POST UPDATED September 12, 2014: The Sanborn Fire Insurance Maps digitization project is now completed, with 901 maps (7,720 page images) representing 251 Wisconsin communities available online from the Wisconsin Historical Society.
The Sanborn Map Company, established in 1867, created large-scale, meticulously detailed maps of thousands of communities large and small throughout the United States. Because the maps were originally used by insurance agents to determine fire hazards, features such as structural materials, locations of windows and doors and building functions are all carefully noted. The Sanborn Map Company’s mapmakers followed a precise set of established standards for documenting all of these features. The Library of Congress offers some helpful information for decoding the various colors, abbreviations, symbols and other elements you’ll encounter in any Sanborn map.
Thanks to the high resolution scans in the digital collection, users can zoom in on any area of a map to easily read the Sanborn surveyors’ notations. This level of detail is a boon for researchers in search of, say, the exact footprint of a specific historic building, but it’s also fascinating to simply wander through familiar cities as they looked more than a century ago.

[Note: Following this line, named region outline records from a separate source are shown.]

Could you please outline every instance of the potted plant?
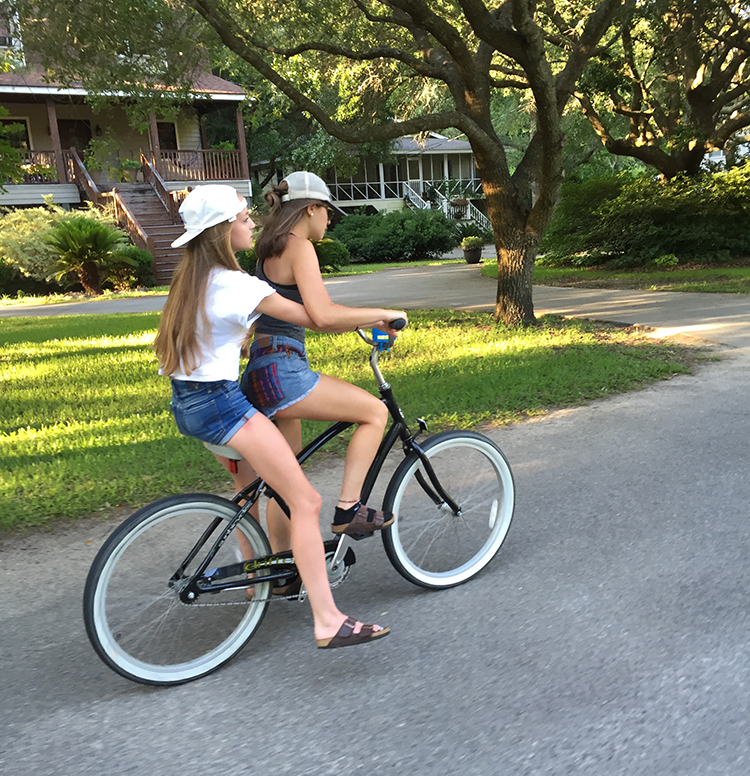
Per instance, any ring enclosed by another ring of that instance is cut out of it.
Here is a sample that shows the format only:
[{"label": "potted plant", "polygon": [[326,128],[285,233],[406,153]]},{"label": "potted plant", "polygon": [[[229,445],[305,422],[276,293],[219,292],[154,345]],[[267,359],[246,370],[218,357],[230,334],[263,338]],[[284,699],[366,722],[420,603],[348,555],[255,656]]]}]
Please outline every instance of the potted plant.
[{"label": "potted plant", "polygon": [[455,218],[456,221],[466,218],[466,208],[469,206],[468,199],[452,199],[450,204],[453,218]]},{"label": "potted plant", "polygon": [[467,264],[479,264],[482,258],[482,238],[470,235],[461,240],[461,248]]}]

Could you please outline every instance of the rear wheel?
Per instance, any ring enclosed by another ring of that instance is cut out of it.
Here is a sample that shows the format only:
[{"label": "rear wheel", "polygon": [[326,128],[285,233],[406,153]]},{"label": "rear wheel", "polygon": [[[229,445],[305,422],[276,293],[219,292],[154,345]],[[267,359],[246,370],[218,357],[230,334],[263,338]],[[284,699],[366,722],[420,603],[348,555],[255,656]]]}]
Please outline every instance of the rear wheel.
[{"label": "rear wheel", "polygon": [[[268,608],[270,582],[254,586],[254,601],[246,600],[244,589],[203,593],[189,604],[179,597],[238,509],[218,496],[169,497],[136,512],[104,543],[86,580],[83,614],[94,649],[117,673],[144,684],[180,684],[216,670],[253,636]],[[218,524],[204,536],[216,518]],[[237,531],[253,557],[271,553],[252,518],[242,520]],[[237,531],[211,568],[243,560]],[[195,558],[175,579],[197,544]]]},{"label": "rear wheel", "polygon": [[396,470],[383,509],[396,520],[383,531],[396,570],[415,585],[460,585],[500,549],[513,517],[515,491],[500,448],[472,431],[447,431],[422,450],[454,509],[436,492],[424,464],[409,454]]}]

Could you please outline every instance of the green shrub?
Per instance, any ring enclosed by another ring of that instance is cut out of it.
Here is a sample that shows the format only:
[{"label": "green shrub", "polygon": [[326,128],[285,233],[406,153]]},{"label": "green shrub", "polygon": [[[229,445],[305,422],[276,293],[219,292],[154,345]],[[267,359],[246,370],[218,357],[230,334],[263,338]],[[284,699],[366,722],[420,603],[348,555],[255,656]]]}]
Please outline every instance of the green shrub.
[{"label": "green shrub", "polygon": [[438,210],[396,210],[350,215],[332,232],[353,262],[416,261],[439,256],[458,243],[453,222]]},{"label": "green shrub", "polygon": [[[318,242],[314,242],[313,245],[318,255],[318,264],[320,264],[321,272],[336,272],[349,263],[349,251],[339,240],[325,237]],[[254,248],[251,248],[249,251],[238,251],[237,261],[245,272],[251,275],[255,274],[257,259]]]},{"label": "green shrub", "polygon": [[750,165],[666,183],[640,178],[619,191],[607,180],[564,187],[542,244],[545,263],[618,268],[750,256]]},{"label": "green shrub", "polygon": [[87,294],[101,294],[102,277],[113,266],[135,264],[123,253],[127,240],[121,229],[86,216],[58,221],[44,237],[57,257],[50,277],[67,285],[78,282]]},{"label": "green shrub", "polygon": [[459,221],[456,223],[456,241],[458,243],[464,237],[481,237],[483,245],[492,245],[495,242],[495,235],[488,229],[482,229],[476,221]]},{"label": "green shrub", "polygon": [[630,181],[632,178],[628,175],[589,178],[582,183],[566,181],[560,204],[542,239],[543,263],[552,266],[592,263],[588,251],[598,239],[592,234],[597,231],[594,213],[604,202],[617,198]]},{"label": "green shrub", "polygon": [[[61,221],[85,217],[108,225],[114,225],[112,216],[90,203],[86,208],[72,212],[52,203],[45,197],[43,207],[0,212],[0,260],[15,268],[24,281],[16,290],[29,293],[54,293],[60,284],[48,280],[57,260],[57,254],[47,242],[54,226]],[[12,293],[9,289],[8,293]]]},{"label": "green shrub", "polygon": [[336,272],[349,263],[349,251],[340,240],[324,237],[314,242],[321,272]]},{"label": "green shrub", "polygon": [[136,248],[135,245],[126,245],[114,254],[112,261],[113,264],[106,271],[105,278],[115,291],[151,288],[156,285],[154,257],[149,251]]}]

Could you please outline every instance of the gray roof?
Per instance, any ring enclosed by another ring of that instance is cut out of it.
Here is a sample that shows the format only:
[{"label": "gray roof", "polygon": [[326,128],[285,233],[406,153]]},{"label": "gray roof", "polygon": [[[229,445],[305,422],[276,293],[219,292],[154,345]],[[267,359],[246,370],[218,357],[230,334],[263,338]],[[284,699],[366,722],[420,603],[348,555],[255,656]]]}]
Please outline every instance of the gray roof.
[{"label": "gray roof", "polygon": [[396,154],[423,154],[423,153],[471,153],[471,144],[468,140],[451,140],[442,135],[430,133],[423,141],[418,141],[413,135],[400,137],[394,148]]}]

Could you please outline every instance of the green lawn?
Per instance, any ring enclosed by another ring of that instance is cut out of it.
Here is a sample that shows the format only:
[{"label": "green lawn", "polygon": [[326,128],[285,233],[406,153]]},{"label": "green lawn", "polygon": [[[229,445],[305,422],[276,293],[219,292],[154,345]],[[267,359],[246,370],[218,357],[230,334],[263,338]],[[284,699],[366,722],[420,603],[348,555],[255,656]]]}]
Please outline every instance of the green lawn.
[{"label": "green lawn", "polygon": [[[482,274],[497,277],[497,263],[485,259]],[[750,267],[675,268],[656,271],[611,271],[588,267],[534,268],[534,284],[578,288],[637,289],[641,291],[699,291],[750,294]]]},{"label": "green lawn", "polygon": [[[219,490],[227,475],[169,412],[151,343],[159,315],[0,322],[0,529],[43,525],[169,493]],[[374,390],[354,334],[311,333],[313,364]],[[688,371],[695,351],[576,321],[496,326],[487,314],[426,311],[383,372],[407,421],[432,431],[508,423]],[[308,436],[312,429],[307,429]]]}]

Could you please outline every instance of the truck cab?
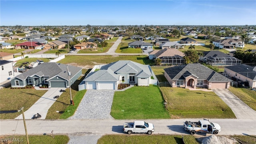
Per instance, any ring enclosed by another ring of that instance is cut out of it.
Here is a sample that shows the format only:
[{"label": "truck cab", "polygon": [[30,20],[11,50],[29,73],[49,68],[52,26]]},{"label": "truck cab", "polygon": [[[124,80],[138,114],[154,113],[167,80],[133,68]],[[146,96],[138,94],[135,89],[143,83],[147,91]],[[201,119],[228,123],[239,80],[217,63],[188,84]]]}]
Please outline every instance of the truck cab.
[{"label": "truck cab", "polygon": [[124,124],[124,132],[130,134],[134,133],[147,133],[151,134],[154,129],[152,124],[144,121],[134,121],[134,122],[125,122]]}]

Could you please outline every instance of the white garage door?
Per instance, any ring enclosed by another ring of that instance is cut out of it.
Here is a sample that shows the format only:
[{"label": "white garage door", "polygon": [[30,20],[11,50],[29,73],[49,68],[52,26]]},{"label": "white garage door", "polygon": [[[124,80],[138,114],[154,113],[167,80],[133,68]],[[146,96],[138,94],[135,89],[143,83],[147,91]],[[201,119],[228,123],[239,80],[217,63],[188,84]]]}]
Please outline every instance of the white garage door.
[{"label": "white garage door", "polygon": [[99,90],[114,90],[115,82],[99,82]]},{"label": "white garage door", "polygon": [[87,89],[96,89],[96,82],[87,82],[86,85]]}]

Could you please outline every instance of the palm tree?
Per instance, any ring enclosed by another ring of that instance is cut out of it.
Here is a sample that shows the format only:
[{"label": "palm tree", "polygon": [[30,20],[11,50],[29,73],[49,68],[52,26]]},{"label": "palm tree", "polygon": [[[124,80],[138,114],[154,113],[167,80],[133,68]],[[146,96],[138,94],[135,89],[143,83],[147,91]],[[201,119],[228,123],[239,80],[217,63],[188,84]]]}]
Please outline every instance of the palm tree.
[{"label": "palm tree", "polygon": [[24,53],[23,52],[20,52],[20,54],[21,55],[21,58],[24,58]]},{"label": "palm tree", "polygon": [[60,51],[59,50],[56,50],[56,52],[55,52],[55,56],[57,56],[58,57],[59,57],[59,56],[60,56],[60,54],[60,54]]},{"label": "palm tree", "polygon": [[241,35],[241,39],[243,40],[243,45],[242,46],[242,49],[244,49],[244,40],[247,37],[246,34],[244,34]]},{"label": "palm tree", "polygon": [[194,50],[195,48],[196,48],[196,47],[195,47],[194,45],[192,45],[192,44],[190,44],[189,47],[188,47],[189,50],[192,49],[194,49]]},{"label": "palm tree", "polygon": [[211,49],[211,50],[213,50],[214,49],[214,47],[215,46],[213,43],[211,43],[210,44],[210,48]]}]

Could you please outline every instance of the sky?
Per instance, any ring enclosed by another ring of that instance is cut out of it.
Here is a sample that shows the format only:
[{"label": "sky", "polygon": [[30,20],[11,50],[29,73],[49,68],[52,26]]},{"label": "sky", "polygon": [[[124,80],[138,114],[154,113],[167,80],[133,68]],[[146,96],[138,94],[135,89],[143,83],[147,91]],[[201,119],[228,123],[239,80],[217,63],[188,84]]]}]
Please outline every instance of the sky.
[{"label": "sky", "polygon": [[0,0],[0,26],[256,25],[256,0]]}]

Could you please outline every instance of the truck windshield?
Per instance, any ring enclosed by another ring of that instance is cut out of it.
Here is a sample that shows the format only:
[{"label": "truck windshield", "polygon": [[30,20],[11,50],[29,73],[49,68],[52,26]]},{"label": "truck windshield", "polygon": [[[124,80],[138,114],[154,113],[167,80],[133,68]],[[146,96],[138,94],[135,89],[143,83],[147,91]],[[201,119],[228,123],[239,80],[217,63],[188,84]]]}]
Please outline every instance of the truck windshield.
[{"label": "truck windshield", "polygon": [[146,126],[147,128],[148,128],[148,124],[144,122],[144,124],[145,125],[145,126]]},{"label": "truck windshield", "polygon": [[211,122],[211,126],[213,126],[214,127],[214,125]]}]

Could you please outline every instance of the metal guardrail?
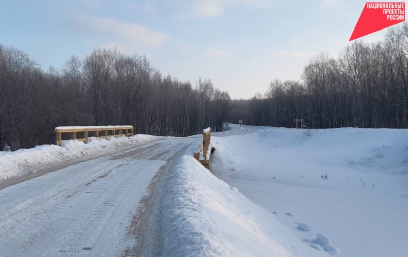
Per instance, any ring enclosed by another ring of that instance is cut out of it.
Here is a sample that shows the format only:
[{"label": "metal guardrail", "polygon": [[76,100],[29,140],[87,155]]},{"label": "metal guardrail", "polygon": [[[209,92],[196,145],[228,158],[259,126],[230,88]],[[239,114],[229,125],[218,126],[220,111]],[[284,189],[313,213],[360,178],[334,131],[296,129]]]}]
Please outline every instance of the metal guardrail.
[{"label": "metal guardrail", "polygon": [[88,126],[84,127],[57,127],[54,132],[56,139],[55,144],[60,145],[62,140],[76,139],[85,142],[88,137],[95,136],[107,138],[108,136],[120,137],[122,135],[133,135],[133,126]]}]

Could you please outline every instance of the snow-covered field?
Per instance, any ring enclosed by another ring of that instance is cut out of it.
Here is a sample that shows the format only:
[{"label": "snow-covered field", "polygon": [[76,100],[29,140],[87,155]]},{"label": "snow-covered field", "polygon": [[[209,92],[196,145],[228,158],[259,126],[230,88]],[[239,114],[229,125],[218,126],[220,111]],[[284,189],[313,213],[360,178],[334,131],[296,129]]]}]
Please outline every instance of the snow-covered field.
[{"label": "snow-covered field", "polygon": [[104,153],[160,139],[149,135],[135,135],[107,140],[89,137],[86,143],[76,140],[62,141],[61,146],[41,145],[14,152],[0,151],[0,181],[73,160],[81,160]]},{"label": "snow-covered field", "polygon": [[213,137],[211,169],[287,229],[294,256],[408,256],[408,130],[263,128]]},{"label": "snow-covered field", "polygon": [[0,256],[407,256],[408,130],[231,125],[211,171],[202,136],[0,152],[3,177],[112,153],[0,190]]}]

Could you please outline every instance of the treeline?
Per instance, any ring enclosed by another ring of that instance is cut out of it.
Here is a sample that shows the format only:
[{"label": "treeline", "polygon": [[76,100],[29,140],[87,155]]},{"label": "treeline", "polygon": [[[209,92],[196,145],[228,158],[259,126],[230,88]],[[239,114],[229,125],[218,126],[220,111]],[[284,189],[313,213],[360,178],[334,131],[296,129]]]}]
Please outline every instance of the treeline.
[{"label": "treeline", "polygon": [[240,110],[231,121],[252,125],[290,127],[299,118],[313,128],[408,128],[408,23],[381,42],[356,41],[337,59],[322,53],[301,81],[276,80],[264,95],[231,104]]},{"label": "treeline", "polygon": [[[98,49],[45,72],[0,45],[0,146],[52,143],[58,126],[132,125],[138,133],[184,136],[227,119],[229,95],[200,78],[163,76],[145,57]],[[0,149],[0,150],[2,149]]]}]

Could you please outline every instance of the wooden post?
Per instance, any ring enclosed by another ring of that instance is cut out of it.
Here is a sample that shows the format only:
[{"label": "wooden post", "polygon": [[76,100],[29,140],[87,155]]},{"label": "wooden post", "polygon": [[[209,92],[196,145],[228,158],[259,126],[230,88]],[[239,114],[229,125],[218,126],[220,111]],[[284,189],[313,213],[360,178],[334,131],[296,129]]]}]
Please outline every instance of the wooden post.
[{"label": "wooden post", "polygon": [[59,145],[61,144],[61,138],[62,137],[61,135],[61,132],[57,132],[57,138],[56,138],[56,144],[57,145]]}]

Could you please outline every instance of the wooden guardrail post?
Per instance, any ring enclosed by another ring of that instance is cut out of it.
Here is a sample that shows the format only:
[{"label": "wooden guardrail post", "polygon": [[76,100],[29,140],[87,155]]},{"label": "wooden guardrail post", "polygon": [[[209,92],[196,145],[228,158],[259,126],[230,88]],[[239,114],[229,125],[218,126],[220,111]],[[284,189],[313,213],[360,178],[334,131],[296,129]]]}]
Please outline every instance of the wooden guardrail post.
[{"label": "wooden guardrail post", "polygon": [[[194,153],[194,158],[207,168],[210,168],[211,154],[212,149],[210,149],[211,142],[211,128],[208,128],[203,130],[203,146],[198,153]],[[202,150],[203,158],[200,158],[200,152]]]},{"label": "wooden guardrail post", "polygon": [[[116,133],[117,130],[119,133]],[[100,131],[103,131],[100,136]],[[88,138],[88,132],[93,132],[95,137],[107,138],[109,135],[108,131],[112,131],[112,136],[120,137],[122,135],[129,136],[133,135],[133,126],[89,126],[85,127],[57,127],[54,130],[56,135],[55,144],[59,145],[62,140],[62,134],[70,135],[71,139],[76,139],[78,141],[86,141]],[[123,133],[124,132],[124,133]],[[83,135],[82,136],[81,135]],[[83,137],[81,137],[83,136]],[[78,137],[78,138],[77,138]]]}]

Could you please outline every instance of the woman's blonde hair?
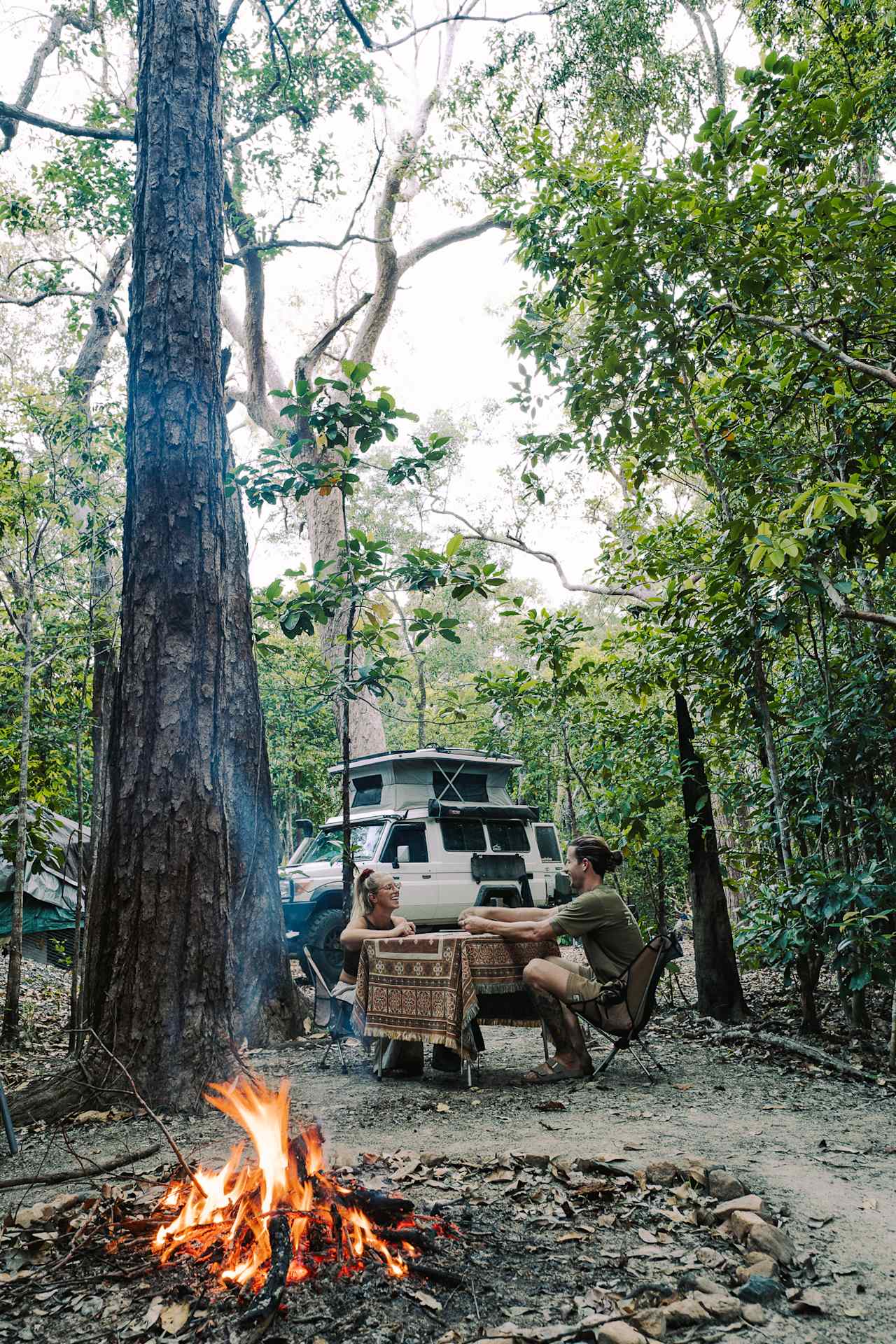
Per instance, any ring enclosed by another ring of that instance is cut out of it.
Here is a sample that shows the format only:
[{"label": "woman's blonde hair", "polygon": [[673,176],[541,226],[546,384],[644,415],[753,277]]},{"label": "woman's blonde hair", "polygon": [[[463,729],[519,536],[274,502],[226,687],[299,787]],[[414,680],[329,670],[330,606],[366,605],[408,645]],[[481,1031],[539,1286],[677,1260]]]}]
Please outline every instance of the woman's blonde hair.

The technical work on this extensive project has been accomplished by a team of graduate students from the University of Wisconsin-Madison School of Library and Information Studies working under Laura Farley and Jonathan Cooper of the Wisconsin Historical Society. All maps were scanned in-house with the exception of the Milwaukee Sanborn maps, which were imaged by the University of Wisconsin-Milwaukee and shared with the Society. The entire collection will be available online by the end of this year. This project, in addition to ongoing map cataloging and map digitization efforts at the Society, are supported by a generous grant from the Milwaukee-based Caxambas Foundation.